4

With

print("    {:d}). {:s} ({:d})".format(i, account, num_char))

I get the error:

UnicodeEncodeError: 'ascii' codec can't encode character u'\xe9' in position 4: ordinal not in range(128)

but when I change it to:

print "    %d). %s (%d)" % (i, account, num_char)

then there are no problem and output is identical with both prints.

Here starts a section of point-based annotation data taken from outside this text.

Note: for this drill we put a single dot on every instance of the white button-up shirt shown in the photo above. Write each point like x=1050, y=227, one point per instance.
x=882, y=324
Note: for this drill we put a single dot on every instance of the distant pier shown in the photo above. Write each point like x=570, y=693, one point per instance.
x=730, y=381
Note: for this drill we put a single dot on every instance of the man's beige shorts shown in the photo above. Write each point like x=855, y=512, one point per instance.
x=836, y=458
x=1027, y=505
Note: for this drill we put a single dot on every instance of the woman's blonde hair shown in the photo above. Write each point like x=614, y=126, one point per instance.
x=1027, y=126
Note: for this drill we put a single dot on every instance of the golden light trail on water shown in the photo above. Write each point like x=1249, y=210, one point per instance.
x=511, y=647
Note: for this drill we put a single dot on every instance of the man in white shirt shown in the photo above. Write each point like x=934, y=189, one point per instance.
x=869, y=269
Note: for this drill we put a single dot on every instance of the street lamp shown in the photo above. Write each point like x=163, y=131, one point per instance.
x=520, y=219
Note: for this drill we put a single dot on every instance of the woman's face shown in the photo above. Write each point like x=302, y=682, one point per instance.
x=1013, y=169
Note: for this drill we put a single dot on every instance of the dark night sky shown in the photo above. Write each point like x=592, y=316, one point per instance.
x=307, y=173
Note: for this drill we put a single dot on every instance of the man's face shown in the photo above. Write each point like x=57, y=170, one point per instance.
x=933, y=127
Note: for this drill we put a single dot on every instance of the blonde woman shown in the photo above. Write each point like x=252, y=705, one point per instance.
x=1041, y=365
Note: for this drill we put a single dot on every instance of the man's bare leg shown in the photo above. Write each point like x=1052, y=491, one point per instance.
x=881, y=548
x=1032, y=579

So what is wrong in the first expression and why does it work in the second?

3
  • .encode("utf-8") but how is the output identical in both prints if one causes an error? Commented Feb 15, 2015 at 19:34
  • @Karl Knechtel My question was in title... but someone was change my title :) I ask why the first print was with error when second is ok Commented Feb 15, 2015 at 19:59
  • Yes, the question should not have been deleted in the edit, still I like the title because it is much more specific than "What is wrong with..." which is too generic. I edited and put the question where it belongs (in the question body). Hope it's okay. Commented Feb 15, 2015 at 21:07

1 Answer 1

8

In the first example, you are calling the format method of str object passing unicode arguments. This causes an error. You should use

print(u"    {:d}). {:s} ({:d})".format(i, account, num_char))

instead.

In the second one, you are using the % operator which automatically returns unicode when either format or object is unicode. From the docs:

  1. If the object or format provided is a unicode string, the resulting string will also be unicode.